Everyone knows President Bush has. . . how shall we say. . . a way with words. And everyone has a personal favorite among his countless misstatements and malapropisms. Here's one that's sure to stand the test of time, uttered on August 5, 2004: "Our enemies are innovative and resourceful, and so are we. They never stop thinking about new ways to harm our country and our people, and neither do we."
Whatever afflicts Bush, it seems Wisconsin Governor Jim Doyle's got it too. Explaining how he foiled a plot by Republican lawmakers to politically embarrass him by cleverly exercising his veto powers, Doyle said: "They thought they had set a clever little trick box here by which you either had to choose between ruining schools or raising property taxes. In fact, I found a way to make sure we could do both."

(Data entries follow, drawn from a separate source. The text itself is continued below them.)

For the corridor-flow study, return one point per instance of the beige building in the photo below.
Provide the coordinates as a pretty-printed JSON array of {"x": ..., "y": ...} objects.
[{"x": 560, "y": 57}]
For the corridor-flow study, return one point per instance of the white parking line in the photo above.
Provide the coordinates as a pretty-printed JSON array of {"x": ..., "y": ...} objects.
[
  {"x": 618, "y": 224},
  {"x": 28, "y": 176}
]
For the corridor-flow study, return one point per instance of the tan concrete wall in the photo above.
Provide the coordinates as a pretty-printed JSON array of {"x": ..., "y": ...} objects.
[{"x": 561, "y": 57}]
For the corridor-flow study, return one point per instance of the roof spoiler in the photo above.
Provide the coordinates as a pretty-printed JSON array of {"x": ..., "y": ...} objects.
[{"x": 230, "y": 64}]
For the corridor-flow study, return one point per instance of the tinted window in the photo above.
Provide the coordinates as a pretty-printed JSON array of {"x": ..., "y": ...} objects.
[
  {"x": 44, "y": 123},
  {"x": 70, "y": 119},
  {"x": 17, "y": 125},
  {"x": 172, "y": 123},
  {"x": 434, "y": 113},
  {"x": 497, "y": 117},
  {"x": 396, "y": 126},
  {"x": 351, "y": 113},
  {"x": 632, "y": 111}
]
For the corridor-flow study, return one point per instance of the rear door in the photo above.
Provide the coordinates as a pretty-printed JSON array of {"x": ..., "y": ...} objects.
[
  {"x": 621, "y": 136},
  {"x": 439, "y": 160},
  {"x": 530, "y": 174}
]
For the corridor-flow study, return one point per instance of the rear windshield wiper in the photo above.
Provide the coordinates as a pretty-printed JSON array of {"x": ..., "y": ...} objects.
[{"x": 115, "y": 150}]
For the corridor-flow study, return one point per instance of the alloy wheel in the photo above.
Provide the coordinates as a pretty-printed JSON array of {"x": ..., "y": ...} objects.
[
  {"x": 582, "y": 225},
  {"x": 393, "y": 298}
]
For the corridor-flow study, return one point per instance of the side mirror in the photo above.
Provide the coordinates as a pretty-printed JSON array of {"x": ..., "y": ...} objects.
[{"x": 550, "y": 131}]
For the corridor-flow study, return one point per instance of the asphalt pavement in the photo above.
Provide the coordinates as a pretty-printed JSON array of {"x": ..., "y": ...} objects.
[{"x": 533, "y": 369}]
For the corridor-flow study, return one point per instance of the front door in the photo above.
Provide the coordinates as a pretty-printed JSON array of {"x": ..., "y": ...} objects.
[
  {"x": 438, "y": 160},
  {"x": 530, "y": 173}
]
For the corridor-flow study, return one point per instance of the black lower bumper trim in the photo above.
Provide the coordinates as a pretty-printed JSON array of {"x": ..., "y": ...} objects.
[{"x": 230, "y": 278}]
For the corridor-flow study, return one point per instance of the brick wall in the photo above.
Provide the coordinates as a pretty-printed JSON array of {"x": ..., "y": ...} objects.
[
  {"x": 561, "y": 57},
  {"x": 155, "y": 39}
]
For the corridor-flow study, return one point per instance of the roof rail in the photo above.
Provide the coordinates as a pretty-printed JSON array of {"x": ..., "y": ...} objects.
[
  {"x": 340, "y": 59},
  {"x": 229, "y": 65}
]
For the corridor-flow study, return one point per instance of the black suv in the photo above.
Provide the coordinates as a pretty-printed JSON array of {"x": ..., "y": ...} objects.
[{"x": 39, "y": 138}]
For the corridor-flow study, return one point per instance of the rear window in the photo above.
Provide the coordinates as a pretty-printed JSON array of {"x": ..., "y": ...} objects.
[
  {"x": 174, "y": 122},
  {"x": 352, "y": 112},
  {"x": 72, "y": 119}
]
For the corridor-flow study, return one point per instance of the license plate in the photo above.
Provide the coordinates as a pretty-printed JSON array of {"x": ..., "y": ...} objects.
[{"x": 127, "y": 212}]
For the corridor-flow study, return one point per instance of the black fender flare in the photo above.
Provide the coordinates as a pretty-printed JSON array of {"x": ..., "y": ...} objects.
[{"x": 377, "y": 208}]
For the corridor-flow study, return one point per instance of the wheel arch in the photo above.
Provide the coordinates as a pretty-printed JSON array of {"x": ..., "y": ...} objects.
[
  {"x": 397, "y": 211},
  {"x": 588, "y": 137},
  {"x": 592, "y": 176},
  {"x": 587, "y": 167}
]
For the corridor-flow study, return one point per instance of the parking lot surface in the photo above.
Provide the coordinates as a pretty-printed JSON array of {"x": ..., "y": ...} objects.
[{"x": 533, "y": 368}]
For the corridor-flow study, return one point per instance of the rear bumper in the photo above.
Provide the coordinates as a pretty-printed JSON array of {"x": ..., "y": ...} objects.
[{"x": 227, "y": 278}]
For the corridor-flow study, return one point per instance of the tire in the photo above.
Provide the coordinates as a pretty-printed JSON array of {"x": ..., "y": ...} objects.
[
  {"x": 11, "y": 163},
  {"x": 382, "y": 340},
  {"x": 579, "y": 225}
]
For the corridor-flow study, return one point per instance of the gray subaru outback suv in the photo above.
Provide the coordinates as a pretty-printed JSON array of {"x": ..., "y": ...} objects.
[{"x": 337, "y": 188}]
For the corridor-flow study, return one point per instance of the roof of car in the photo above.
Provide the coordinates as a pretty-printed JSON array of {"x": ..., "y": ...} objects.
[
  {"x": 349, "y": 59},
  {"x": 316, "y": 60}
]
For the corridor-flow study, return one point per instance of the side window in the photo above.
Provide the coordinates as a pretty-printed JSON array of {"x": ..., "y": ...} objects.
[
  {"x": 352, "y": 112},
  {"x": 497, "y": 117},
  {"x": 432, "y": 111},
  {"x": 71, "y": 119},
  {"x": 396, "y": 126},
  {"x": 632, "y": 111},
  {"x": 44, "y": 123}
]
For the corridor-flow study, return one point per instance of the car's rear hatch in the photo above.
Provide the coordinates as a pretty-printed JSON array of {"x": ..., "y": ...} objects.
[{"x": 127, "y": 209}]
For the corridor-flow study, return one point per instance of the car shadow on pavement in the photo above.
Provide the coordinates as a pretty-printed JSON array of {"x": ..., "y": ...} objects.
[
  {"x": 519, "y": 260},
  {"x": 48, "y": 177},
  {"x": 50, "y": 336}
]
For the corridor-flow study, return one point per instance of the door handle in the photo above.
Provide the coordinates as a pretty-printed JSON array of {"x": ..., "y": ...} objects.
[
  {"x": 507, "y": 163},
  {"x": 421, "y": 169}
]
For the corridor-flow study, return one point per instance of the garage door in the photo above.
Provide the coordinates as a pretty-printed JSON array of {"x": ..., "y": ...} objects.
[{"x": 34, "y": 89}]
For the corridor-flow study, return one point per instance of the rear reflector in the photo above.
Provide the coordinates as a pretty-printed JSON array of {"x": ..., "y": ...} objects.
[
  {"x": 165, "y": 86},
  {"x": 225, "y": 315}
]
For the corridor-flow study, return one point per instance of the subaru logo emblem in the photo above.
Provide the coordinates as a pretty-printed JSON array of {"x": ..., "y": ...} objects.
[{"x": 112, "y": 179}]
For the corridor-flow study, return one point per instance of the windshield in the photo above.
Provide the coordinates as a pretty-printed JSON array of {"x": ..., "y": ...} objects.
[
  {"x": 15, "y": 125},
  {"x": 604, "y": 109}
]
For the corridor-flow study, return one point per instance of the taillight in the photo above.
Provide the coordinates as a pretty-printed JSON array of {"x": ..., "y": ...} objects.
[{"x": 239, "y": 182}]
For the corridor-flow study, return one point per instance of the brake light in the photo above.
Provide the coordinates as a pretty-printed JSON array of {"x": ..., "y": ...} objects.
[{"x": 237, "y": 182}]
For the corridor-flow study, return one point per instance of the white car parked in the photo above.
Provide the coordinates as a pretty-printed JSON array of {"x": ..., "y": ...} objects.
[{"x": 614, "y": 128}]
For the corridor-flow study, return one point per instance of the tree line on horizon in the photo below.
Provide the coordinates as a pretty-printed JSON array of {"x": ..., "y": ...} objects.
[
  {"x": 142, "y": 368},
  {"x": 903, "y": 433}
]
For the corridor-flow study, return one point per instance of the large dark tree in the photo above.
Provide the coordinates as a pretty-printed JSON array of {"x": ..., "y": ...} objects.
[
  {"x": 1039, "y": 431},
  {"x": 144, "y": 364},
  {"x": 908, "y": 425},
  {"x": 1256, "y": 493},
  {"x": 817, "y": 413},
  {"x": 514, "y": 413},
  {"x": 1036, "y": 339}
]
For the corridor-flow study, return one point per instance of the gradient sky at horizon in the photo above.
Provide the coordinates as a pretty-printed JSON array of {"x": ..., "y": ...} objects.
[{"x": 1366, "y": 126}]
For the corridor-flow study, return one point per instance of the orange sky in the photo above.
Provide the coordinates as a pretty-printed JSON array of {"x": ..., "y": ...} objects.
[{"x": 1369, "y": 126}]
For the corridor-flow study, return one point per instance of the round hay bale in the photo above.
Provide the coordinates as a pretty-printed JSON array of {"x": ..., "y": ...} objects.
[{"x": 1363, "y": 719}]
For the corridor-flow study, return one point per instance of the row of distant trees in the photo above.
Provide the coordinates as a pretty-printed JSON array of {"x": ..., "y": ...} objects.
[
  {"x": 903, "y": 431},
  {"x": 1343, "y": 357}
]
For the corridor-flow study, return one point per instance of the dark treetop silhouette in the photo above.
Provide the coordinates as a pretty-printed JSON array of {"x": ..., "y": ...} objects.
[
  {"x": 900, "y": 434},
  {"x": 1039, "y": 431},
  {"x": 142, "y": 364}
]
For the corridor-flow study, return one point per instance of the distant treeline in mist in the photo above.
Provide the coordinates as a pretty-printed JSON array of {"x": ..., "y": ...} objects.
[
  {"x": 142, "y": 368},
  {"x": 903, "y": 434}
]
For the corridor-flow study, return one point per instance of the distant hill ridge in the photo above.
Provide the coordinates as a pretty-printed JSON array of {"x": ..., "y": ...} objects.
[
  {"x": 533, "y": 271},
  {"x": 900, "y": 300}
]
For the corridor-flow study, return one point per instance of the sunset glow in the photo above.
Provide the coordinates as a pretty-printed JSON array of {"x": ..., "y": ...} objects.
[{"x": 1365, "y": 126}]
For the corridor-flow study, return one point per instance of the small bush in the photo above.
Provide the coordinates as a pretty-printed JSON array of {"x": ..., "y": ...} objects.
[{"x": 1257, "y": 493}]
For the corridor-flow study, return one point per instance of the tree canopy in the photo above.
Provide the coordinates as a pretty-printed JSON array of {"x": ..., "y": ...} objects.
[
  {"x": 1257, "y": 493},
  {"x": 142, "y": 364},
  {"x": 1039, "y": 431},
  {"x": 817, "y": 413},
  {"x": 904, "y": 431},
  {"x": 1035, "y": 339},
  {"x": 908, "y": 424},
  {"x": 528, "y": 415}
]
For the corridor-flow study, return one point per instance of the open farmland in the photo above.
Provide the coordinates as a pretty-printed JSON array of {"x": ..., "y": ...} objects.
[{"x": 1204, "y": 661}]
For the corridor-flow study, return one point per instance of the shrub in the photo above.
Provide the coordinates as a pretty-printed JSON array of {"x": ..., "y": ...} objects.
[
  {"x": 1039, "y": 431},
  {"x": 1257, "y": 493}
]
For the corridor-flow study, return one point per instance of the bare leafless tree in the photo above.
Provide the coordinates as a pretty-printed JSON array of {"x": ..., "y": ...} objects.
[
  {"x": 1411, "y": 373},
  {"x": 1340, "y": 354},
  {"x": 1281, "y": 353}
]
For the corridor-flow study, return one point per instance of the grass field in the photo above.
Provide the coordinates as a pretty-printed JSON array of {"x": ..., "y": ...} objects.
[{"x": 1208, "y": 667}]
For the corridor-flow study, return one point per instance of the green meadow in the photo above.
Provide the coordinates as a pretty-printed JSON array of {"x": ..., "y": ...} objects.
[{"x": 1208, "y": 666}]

Perhaps such verbal gaffes are just the inevitable fate of the oft-quoted. Or maybe they're guilt-inspired Freudian slips of the tongue. After all, before he was elected governor, Doyle spoke plainly about the excessive veto authority possessed by Wisconsin chief executives. "I don't think you should be able to go in and take a word out there and a word out here and create a whole new sentence," he said at the time. Now that he has the power to single-handedly ruin schools and raise property taxes, he sings a different tune. "Let's just say I see the world differently from the position I'm in right now," the governor offers in his defense.
It's hardly the first time Doyle's vantage point has changed his thinking. Before his election as governor, he promised to make campaign finance reform and a thorough clean-up of Capitol ethics his first order of business. After taking office, he ran screaming from the issue.